Quando a ciclista Claudia Gerosa da Shimano Gravel Alliance começou a praticar gravel, descobriu mais do que a sua área local. Neste artigo, a ex-jogadora de futebol e de beisebol traça a sua linhagem de gravel desde navios de cruzeiros a campos de basebol, caminhos fluviais e passagens de montanha.

Num mundo em que somos bombardeados com a próxima corrida de gravel gigante, de ultra distância e mega épica que atravessa países ou continentes, é por vezes difícil admitir que a nossa primeira corrida, aquela que abriu a porta ao gravel e que nos deixou agarrados, possa ter sido de alguma forma menos impressionante.

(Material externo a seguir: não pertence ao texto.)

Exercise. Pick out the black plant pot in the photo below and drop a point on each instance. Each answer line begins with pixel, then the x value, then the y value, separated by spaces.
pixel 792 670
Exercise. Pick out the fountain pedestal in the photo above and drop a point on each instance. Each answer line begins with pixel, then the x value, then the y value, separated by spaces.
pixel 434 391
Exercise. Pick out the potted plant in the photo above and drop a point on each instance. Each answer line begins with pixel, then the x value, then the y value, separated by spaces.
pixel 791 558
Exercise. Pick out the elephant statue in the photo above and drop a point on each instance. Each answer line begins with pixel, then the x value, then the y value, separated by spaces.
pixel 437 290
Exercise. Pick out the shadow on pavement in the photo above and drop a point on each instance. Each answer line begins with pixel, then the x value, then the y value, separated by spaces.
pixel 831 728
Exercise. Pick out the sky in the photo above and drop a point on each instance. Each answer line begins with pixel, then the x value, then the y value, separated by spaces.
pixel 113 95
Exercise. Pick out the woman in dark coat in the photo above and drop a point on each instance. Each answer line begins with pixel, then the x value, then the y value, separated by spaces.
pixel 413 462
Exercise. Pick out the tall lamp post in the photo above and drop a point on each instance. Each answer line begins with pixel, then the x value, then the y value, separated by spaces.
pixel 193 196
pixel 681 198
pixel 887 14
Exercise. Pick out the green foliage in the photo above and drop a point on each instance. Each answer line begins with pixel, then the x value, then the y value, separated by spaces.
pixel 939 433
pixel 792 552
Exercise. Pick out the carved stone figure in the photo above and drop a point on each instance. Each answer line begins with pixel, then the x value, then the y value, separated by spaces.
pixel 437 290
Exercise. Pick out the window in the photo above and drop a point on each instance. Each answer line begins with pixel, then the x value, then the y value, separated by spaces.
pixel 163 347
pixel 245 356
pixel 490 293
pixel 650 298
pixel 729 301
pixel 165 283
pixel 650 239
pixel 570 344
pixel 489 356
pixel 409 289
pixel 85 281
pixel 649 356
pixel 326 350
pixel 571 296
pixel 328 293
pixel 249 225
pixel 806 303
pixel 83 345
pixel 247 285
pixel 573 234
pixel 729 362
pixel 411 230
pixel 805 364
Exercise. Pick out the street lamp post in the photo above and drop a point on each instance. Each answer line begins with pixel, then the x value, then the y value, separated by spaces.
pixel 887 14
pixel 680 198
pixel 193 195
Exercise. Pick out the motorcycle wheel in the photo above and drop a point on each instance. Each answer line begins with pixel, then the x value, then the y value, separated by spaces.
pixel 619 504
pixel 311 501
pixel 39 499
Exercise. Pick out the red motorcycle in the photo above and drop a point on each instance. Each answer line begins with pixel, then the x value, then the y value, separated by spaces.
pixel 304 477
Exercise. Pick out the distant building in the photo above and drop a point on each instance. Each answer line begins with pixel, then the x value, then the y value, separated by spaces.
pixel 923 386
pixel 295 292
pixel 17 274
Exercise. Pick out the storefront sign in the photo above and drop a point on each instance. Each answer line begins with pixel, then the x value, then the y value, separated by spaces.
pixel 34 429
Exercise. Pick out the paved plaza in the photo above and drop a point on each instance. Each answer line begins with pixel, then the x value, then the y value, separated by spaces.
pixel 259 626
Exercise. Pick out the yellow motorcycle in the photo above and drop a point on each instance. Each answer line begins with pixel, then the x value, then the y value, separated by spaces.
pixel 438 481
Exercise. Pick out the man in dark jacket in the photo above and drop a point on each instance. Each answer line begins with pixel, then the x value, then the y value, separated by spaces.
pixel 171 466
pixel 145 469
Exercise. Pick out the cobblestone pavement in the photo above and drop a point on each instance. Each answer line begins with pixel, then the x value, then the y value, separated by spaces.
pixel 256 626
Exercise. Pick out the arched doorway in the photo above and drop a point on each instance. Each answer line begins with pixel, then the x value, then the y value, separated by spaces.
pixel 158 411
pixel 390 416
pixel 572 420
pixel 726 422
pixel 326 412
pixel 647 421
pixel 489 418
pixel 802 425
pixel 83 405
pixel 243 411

Claudia Gerosa é a primeira a admitir que os seus primeiros 10 km não pesaram assim tanto. Replicando os antigos percursos de cão de bicicleta, a italiana de 45 anos, membro da Shimano Gravel Alliance não se afastou muito de casa, vivendo nos arredores de Milão, na zona industrial que cresce a este da icónica cidade para incluir Bérgamo. Contrariamente a outros locais em Itália, este sítio não é familiar a estradas brancas, colinas ondulantes, ou mesmo passagens icónicas na montanha. É uma área em constante movimento, onde as pessoas se deslocam para trabalhar, os carros são reis e as fábricas multiplicam-se.

A minha primeira aventura

Cada aventura começa a 4 km de casa, assim que chegas à beira do rio. "Se não fosse pelo gravel, não ia conhecer estes lugares incríveis aqui tão próximos de casa", diz Claudia com um sorriso antes de se aventurar noutra pista que a atira para um caminho estreito, difícil de encontrar junto ao Rio Adda. A animada ciclista tem sido sempre uma localizadora de caminhos, quer seja uma adotante precoce do Twitter ou, de uma forma mais apta, uma adotante precoce do gravel. Claudia nunca se cingiu à conformidade e é exatamente isso que fazem dela e do gravel um excelente par.

A minha primeira aventura

Claudia é natural da Lombardia, que ainda vive na sua moradia de família a sul de Bérgamo e a este de Milão. "Esta é uma zona de armazéns, carros, humidade e indústria", diz Claudia. "Temos uma bonita vista para as montanhas, mas não estão exatamente à nossa porta. Isto significa que implica um pouco de criatividade para encontrar lugares incríveis para andar de bicicleta, mas é aí que o gravel entra", continua.

A minha primeira aventura

Itália é conhecida por muitas coisas e a comida, o desporto, a arte e a moda podem fazer parte da lista, mas é também o lugar que se mantém fiel à tradição, tanto no que toca ao papel das mulheres na sociedade e nas regras não faladas sobre ciclismo. Então, quando Claudia conta histórias com os expressivos maneirismos italianos, imagine uma linguagem corporal que é tão apaixonada como a verbal, sobre como se manteve afastada enquanto trabalhava como a única mulher na criação de sites e era capaz de levantar pesos comparativamente com os seus colegas, pode adivinhar o resto da história.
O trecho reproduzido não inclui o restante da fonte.